L’ histoire est celle de deux hommes face à face, l’un qui tient un revolver, l’autre un micro. Fin d’une soirée de mai 2007 au Jullives, un bar perdu de San Mateo, dans la grande banlieue de Manille. L’homme au micro, Romy Baligula, est sur place depuis quelques heures, venu préparer le week-end qui arrive avec la recette de toujours: de l’alcool, des femmes et une machine à karaoké. A déjà coulé beaucoup de San Miguel, la bière nationale, et sans doute de l’alcool plus fort aussi. Baligula est saoul. Peu avant la fermeture, ce Philippin de 29 ans se porte volontaire pour chanter My Way de Frank Sinatra, l’un des titres les plus populaires dans les karaokés de tout le pays.
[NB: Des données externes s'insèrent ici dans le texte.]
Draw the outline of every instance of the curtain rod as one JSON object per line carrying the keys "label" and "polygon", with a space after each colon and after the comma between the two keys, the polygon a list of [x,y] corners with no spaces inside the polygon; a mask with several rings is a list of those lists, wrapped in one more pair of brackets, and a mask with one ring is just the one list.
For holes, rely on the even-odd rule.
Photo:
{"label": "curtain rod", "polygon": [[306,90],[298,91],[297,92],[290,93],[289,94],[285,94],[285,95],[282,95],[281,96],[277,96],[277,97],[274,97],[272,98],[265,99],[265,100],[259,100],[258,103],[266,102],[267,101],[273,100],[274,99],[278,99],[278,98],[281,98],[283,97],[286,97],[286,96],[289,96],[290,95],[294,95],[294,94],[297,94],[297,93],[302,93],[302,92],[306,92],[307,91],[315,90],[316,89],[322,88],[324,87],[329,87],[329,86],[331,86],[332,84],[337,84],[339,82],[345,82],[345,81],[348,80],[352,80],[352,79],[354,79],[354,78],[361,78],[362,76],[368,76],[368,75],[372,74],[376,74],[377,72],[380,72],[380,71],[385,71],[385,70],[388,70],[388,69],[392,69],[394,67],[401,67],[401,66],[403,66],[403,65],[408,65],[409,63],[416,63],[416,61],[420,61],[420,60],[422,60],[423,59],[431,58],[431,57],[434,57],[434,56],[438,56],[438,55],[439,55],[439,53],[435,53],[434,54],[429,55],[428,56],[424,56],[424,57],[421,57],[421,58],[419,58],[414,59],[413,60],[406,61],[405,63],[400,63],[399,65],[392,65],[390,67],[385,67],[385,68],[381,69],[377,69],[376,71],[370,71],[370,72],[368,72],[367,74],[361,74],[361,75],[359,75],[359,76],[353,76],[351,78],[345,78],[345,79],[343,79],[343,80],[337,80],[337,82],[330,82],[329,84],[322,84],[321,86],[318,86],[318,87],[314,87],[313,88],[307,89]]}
Il chante faux, et il chante fort. À l’intérieur du Jullives, le numéro dérange un spectateur plus que les autres: Robilito Ortega. C’est l’homme au revolver. Chargé de la sécurité du lieu, âgé de 43 ans, Ortega a passé une partie de la soirée à boire avec Baligula et ses amis, suffisamment pour les appeler par leur prénom, mais pas assez pour pardonner une fausse note. Il demande une première fois à l’artiste de quitter la scène. Refus. “I’ve lived a life that’s full / I’ve traveled each and ev’ry highway…”, poursuit Baligula. Il n’y a pas de seconde sommation: Robilito Ortega dégaine le 38 millimètres qu’il porte à la ceinture et tire en pleine poitrine. Baligula tombe raide mort, micro à la main, le corps ensanglanté éclairé par les reflets d’une télévision où les paroles continuent de défiler. “And more, much more than this, I did it my way…”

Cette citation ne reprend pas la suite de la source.